Those moments were full of the terror of which, later, he could not rid himself. There seemed to be no end to the depth of the water in that place. But when his feet touched bottom, he was still deliberate in all that he did.
For a moment he let them rest on the rock. Then he gave himself a strong upward push. 53 It needed but little to bring him within reach of Billy Topsail’s hand. He shot out of the water and caught that hand. Soon afterwards he was safe on the wharf.[1]
“Sure, mum, I thought I were drownded that time!” he said to his mother, that night. “When I were goin’ down the last time I thought I’d never see you again.”
“But you wasn’t drownded, b’y,” said his mother, softly.
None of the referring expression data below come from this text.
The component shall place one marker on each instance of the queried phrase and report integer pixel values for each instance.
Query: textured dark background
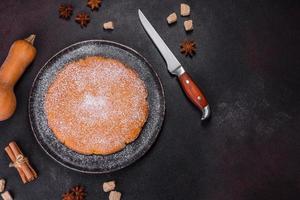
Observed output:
(246, 63)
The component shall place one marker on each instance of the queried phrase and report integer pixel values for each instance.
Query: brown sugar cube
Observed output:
(185, 9)
(172, 18)
(2, 185)
(114, 195)
(188, 25)
(6, 196)
(108, 25)
(109, 186)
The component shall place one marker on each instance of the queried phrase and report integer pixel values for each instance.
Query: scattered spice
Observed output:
(83, 19)
(185, 9)
(108, 25)
(75, 193)
(188, 48)
(79, 192)
(2, 185)
(65, 11)
(6, 196)
(188, 25)
(114, 195)
(20, 162)
(68, 196)
(109, 186)
(94, 4)
(172, 18)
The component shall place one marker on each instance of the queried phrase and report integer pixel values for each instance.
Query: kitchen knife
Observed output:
(190, 88)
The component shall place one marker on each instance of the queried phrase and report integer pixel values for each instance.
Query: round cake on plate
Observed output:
(96, 105)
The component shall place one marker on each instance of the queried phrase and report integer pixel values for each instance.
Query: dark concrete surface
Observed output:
(247, 63)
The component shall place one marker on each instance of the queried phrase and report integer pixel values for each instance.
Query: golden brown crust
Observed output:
(96, 105)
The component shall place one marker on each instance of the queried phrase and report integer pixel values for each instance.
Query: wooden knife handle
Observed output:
(195, 94)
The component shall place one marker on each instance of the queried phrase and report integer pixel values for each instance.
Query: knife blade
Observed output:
(192, 91)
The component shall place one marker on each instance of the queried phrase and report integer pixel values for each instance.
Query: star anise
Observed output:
(68, 196)
(94, 4)
(79, 192)
(83, 19)
(65, 11)
(188, 48)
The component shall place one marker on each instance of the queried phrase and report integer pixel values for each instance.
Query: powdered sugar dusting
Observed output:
(96, 105)
(96, 163)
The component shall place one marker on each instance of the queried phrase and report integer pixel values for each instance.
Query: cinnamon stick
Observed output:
(13, 159)
(20, 162)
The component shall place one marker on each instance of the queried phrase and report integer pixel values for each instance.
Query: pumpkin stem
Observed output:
(30, 39)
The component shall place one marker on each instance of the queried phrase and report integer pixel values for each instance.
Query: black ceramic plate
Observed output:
(96, 163)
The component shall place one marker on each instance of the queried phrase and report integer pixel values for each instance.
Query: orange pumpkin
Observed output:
(20, 55)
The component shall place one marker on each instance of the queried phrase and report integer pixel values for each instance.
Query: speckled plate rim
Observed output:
(150, 142)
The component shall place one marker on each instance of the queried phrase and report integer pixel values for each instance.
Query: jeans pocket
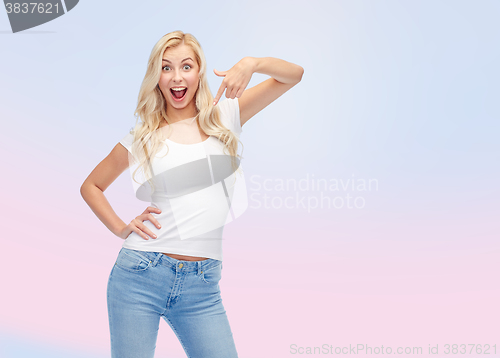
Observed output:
(211, 275)
(132, 261)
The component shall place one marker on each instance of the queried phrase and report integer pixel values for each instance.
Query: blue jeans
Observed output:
(144, 286)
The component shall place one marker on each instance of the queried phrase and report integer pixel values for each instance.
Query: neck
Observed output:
(176, 115)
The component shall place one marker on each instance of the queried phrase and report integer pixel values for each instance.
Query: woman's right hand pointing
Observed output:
(138, 226)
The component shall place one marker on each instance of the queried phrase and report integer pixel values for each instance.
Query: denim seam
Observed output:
(133, 270)
(180, 340)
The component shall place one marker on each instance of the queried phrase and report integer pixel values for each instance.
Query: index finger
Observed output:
(219, 93)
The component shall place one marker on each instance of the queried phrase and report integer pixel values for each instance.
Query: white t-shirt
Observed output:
(197, 190)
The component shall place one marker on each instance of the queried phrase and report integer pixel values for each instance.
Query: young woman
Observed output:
(170, 263)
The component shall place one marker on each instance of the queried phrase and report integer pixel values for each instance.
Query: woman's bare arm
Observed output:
(92, 189)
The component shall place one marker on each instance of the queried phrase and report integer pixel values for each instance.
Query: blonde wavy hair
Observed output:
(151, 109)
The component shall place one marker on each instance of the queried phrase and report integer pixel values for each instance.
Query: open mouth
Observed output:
(178, 95)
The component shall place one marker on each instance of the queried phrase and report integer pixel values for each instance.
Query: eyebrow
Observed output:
(188, 58)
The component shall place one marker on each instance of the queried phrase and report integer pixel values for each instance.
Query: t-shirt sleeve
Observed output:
(230, 114)
(128, 140)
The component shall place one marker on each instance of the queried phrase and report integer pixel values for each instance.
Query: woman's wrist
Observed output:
(254, 63)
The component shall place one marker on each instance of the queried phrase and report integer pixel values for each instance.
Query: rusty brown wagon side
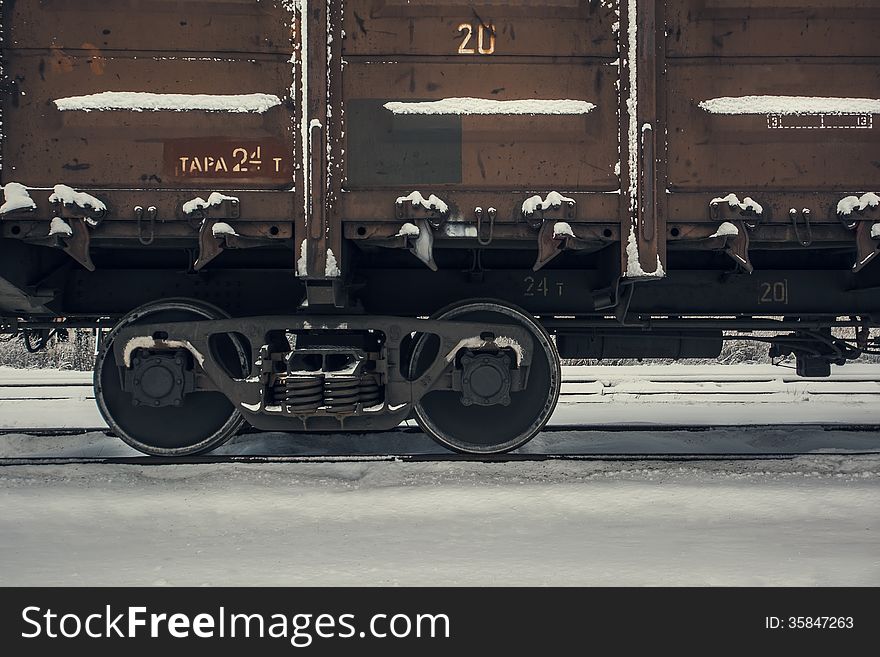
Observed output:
(263, 197)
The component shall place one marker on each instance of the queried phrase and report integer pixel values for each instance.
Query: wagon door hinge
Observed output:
(217, 207)
(216, 236)
(554, 237)
(861, 214)
(415, 207)
(67, 203)
(733, 239)
(554, 207)
(737, 218)
(419, 239)
(71, 236)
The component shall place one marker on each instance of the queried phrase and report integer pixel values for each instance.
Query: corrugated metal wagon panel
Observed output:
(433, 99)
(87, 84)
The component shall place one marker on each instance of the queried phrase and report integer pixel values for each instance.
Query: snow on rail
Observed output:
(790, 105)
(137, 101)
(484, 106)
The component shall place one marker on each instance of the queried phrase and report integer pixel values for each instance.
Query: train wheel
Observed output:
(480, 429)
(202, 420)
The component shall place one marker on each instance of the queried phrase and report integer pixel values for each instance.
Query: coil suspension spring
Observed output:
(303, 394)
(341, 394)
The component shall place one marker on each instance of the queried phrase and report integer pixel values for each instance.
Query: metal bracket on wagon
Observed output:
(554, 237)
(415, 206)
(537, 211)
(862, 215)
(419, 239)
(736, 219)
(215, 236)
(71, 236)
(218, 207)
(732, 237)
(71, 204)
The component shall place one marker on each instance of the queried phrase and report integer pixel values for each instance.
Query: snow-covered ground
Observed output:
(809, 520)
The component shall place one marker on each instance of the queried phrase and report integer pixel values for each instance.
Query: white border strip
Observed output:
(484, 106)
(790, 105)
(137, 101)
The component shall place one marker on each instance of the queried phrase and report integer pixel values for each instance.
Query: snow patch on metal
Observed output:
(16, 197)
(790, 105)
(198, 203)
(60, 227)
(857, 203)
(222, 228)
(137, 101)
(747, 204)
(562, 229)
(69, 196)
(485, 106)
(408, 230)
(433, 202)
(552, 200)
(634, 265)
(725, 229)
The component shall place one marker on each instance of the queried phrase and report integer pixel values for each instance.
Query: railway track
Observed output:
(423, 457)
(599, 408)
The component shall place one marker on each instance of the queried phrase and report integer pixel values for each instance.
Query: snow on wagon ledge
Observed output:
(477, 106)
(790, 105)
(136, 101)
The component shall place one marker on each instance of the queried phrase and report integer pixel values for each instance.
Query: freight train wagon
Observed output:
(334, 216)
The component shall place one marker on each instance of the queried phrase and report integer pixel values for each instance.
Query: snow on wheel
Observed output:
(487, 417)
(147, 405)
“But I might ha’ been,” said he.
There was the rub. He was haunted by what might have happened. Soon he became a timid, shrinking lad, utterly lacking confidence in the strength of his arms and his skill with an oar and a sail; and after that came to pass, his life was hard. He was afraid to go out to the fishing-grounds, where he must go every day with his father to keep the head of the punt up to the wind, and he had a great fear of the wind and the fog and the breakers. But he was not a coward. On the contrary, although he was circumspect in all his dealings with the sea, he never failed in his duty.
In Ruddy Cove all the men put out their salmon nets when the ice breaks up and drifts away southward, for the spring run of salmon then begins. These nets are laid in the sea, at right angles to the rocks and extending out from them; they are set alongshore, it may be a mile or two, from the narrow passage to the harbour. The outer end is buoyed and anchored, and the other is lashed to an iron stake which is driven deep into some crevice of the rock.
When belated icebergs hang offshore a watch must be kept on the nets, lest they be torn away or ground to pulp by the ice.
“The wind’s haulin’ round a bit, b’y,” said Donald’s father, one day in spring, when the lad was twelve years old, and he was in the company of Jimmie Grimm and Billy Topsail on the sunny slope of the Broken Nose. “I think ’twill freshen and blow inshore afore night.”